Anna Helm has found a form that’s both a memorial and a rescue. The ring of a leafy wreath is placed on doors and graves for passing seasons. The ring of a life preserver saves drowning swimmers. In her first New York solo show, "The Fish DiMension," at Real Pain through July 3, two become one as wreaths-cum-preservers are both décor and a device—a totem for a small independent art scene emerging from a pandemic.
In general, Helm’s artistic sensibility feels decidedly Los Angeles. A citrus wreath that greets you at the exhibition displays a circular chart of an orange ripening from a green sphere and easing into sky blue mold, turning what should be a linear progression of rot into something that more resembles the waning and waxing of a moon cycle. Seeing linear decay as fruit regeneration reminds us that healing from a collective trauma can take a feminine moon magic. As the pandemic memes attest, nature is healing.
The centerpieces of her show are three large Joshua tree sculptures painted to look like cheerleaders. Two plain white cotton T-shirts, a style popularized by Hollywood weather and, more specifically, Marlon Brando are affixed to sandy surfaces with cursive phonetic words Dremeled into them like a line of loose thread. Sounding out one, “Unhushuwule,” transforms the word “unusual” into a hushed breeze that could rustle leaves. It resembles “Joshua,” a name given to the desert tree by Mormons in the mid-19th century who thought the unique shape reminded them of a Biblical story in which Joshua reaches his hands up to the sky in prayer. Helm’s Joshua trees spell out their team spirit with arms up and pom-poms raised.
When talking to Helm about her LA roots she says her family’s been there for generations. It’s evident in her references, allusions and materials. The artist, however, finds reference points not La La Land art giants like Mike Kelley, but in the cult feminist sculptor Ree Morton, whose first retrospective in 40 years was installed at ICA LA weeks before coronavirus shut the museum down for its 2020 season. Throughout the pandemic, a piece by Morton has also been up at the Whitney Museum in New York as part of the exhibition “Making Knowing” that will now extend into 2022. Entitled Signs of Love, it features words, stiff fabric ribbons and, among other forms, segments of a 30-foot-long ladder that was used in Maid of the Mist, a 1976 performance where it leaned uphill into water near Niagara Falls as if offering escape. It also incorporated two life preservers decorated with flowers, one tied on the shore, and another tied to Morton’s waist. She cut the rope connecting the ring floating in the water and released it into the current—a reference to the legend of the Maid of the Mist, where a maiden was sent over the Falls as a bride to the river. Morton referred to that work as both a “symbolic rescue” and a “memorial event.”

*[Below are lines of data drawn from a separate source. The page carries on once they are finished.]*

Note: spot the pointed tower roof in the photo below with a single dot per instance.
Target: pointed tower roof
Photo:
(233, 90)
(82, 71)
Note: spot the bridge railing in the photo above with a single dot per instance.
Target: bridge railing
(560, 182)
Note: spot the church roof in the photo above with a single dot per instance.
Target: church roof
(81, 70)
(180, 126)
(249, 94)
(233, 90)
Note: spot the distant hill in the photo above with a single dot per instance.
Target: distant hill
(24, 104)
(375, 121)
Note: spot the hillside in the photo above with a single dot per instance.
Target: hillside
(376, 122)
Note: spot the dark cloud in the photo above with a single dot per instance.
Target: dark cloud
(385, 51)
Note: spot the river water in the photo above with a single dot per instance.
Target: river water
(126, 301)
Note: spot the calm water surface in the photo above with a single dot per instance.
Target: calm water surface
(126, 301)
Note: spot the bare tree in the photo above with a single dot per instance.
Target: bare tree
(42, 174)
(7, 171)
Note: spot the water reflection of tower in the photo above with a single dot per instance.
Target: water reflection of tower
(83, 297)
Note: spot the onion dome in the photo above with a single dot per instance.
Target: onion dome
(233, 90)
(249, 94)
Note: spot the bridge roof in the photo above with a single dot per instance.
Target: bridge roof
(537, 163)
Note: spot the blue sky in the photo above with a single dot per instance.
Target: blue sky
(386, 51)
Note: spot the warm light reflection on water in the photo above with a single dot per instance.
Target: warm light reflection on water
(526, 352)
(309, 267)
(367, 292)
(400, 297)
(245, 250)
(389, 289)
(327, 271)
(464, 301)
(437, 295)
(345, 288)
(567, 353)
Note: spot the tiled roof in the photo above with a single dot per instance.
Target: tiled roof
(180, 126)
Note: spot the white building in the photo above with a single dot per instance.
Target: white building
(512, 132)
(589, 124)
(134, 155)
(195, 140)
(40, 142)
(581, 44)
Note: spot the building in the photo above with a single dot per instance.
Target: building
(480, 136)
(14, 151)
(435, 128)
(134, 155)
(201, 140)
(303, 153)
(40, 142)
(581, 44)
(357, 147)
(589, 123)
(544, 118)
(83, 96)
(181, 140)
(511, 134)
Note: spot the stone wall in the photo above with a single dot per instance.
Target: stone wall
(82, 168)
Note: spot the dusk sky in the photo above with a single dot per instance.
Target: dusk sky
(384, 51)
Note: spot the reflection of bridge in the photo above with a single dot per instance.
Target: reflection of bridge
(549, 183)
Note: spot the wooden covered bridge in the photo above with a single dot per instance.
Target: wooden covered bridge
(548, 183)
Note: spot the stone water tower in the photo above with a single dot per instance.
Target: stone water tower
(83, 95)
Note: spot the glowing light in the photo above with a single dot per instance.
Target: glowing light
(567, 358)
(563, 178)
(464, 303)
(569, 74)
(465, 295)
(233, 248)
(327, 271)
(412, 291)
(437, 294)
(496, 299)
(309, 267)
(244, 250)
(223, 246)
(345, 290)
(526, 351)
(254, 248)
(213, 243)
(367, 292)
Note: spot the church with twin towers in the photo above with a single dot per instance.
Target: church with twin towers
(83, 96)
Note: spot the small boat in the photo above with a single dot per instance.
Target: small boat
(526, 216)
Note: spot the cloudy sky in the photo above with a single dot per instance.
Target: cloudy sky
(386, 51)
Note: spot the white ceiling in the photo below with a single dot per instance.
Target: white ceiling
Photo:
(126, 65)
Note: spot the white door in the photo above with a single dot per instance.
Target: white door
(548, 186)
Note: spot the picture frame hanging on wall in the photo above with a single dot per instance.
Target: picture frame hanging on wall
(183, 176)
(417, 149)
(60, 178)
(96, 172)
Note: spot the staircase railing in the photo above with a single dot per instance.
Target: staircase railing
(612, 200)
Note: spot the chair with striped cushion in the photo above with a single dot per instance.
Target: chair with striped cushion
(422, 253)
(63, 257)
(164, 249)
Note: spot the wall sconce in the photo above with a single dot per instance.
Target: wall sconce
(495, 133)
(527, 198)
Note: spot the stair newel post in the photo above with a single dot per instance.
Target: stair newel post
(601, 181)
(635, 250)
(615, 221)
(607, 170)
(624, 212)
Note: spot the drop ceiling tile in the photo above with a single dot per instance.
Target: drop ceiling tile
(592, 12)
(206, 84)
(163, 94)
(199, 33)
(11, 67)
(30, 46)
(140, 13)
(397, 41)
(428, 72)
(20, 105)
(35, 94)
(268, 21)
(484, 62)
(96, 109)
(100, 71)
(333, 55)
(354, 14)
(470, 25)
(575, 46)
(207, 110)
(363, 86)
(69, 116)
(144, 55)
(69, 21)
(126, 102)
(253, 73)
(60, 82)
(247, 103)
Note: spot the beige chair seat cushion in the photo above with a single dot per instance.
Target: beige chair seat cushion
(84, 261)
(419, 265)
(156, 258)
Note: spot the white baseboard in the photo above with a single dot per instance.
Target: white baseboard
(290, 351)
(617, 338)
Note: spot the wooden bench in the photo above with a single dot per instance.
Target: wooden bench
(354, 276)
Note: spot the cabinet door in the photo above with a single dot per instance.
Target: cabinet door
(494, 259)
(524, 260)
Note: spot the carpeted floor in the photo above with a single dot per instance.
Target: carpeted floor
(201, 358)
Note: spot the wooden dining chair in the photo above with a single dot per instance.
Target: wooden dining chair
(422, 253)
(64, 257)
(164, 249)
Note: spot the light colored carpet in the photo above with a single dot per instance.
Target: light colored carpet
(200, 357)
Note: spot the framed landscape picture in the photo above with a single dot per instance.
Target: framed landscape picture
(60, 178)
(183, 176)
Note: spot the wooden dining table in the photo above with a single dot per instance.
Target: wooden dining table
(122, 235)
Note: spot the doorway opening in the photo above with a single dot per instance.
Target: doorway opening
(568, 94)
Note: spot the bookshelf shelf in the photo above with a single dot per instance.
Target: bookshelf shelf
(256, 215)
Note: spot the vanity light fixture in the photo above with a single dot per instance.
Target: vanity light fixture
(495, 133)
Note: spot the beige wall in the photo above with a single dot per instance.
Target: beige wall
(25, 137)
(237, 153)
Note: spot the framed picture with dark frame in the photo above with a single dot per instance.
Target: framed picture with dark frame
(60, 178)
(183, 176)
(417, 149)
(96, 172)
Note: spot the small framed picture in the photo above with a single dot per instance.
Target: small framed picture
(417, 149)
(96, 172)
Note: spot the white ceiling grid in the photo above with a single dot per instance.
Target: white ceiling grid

Shortly before Morton’s untimely death in a car accident, writer Lucy Lippard described her as having a “confrontational innocence,” a phrase that applies to Helm’s practice as well. Helm’s painted aluminum leaves make a simple wall sculpture that legitimizes decoration—a sort of vernacular, often female-made visual system—by its location in a white box art space. But where Morton uses language, meanings of words and oblique phrases as subjects, Helm operates on sound. In "The Fish DiMension," ribbons that display “ANNANNANNA” over again turn the artist's name into nonverbal noise. The wreath itself feels like an open “oh” sound, as if evoking the elemental pleasure that Sigmond Freud describes in the Beyond the Pleasure Principle passage about the “Fort!-Da!” game played by his grandson Ernst. From a highchair, the child would throw a toy across the room and interject the vowel sound “o-o-o-o-h” as a moment of satisfaction in causing a thing to be “gone.”
Physical sound is also at the heart of Helm’s three DiMatteo Tomato Tryptic works, presented in a grid of nine wreaths. These compositions look like signage for a New Age Italian seafood restaurant or maybe an olive oil company called “The Fish DiMension.” Though seemingly light, even this reading soaks a bit of nostalgia into the notion of the family business. Anna and Mimi, staccato syllables, a daughter and her mother. Helm writes “DiMatteo” here on a wreath as if to speak her mother’s surname, commonly referred to as a “maiden” name, one spared to go over the falls. Isn’t speech, too, a form of preservation?
You say tomato and I say tomato. You say DiMatteo and I say DiMatteo. As clocks and calendars, the rings of wreaths and life preservers in Helm’s show lightly release all that’s “gone” from last year and allow the viewer a cleansed breath before formulating their next sound.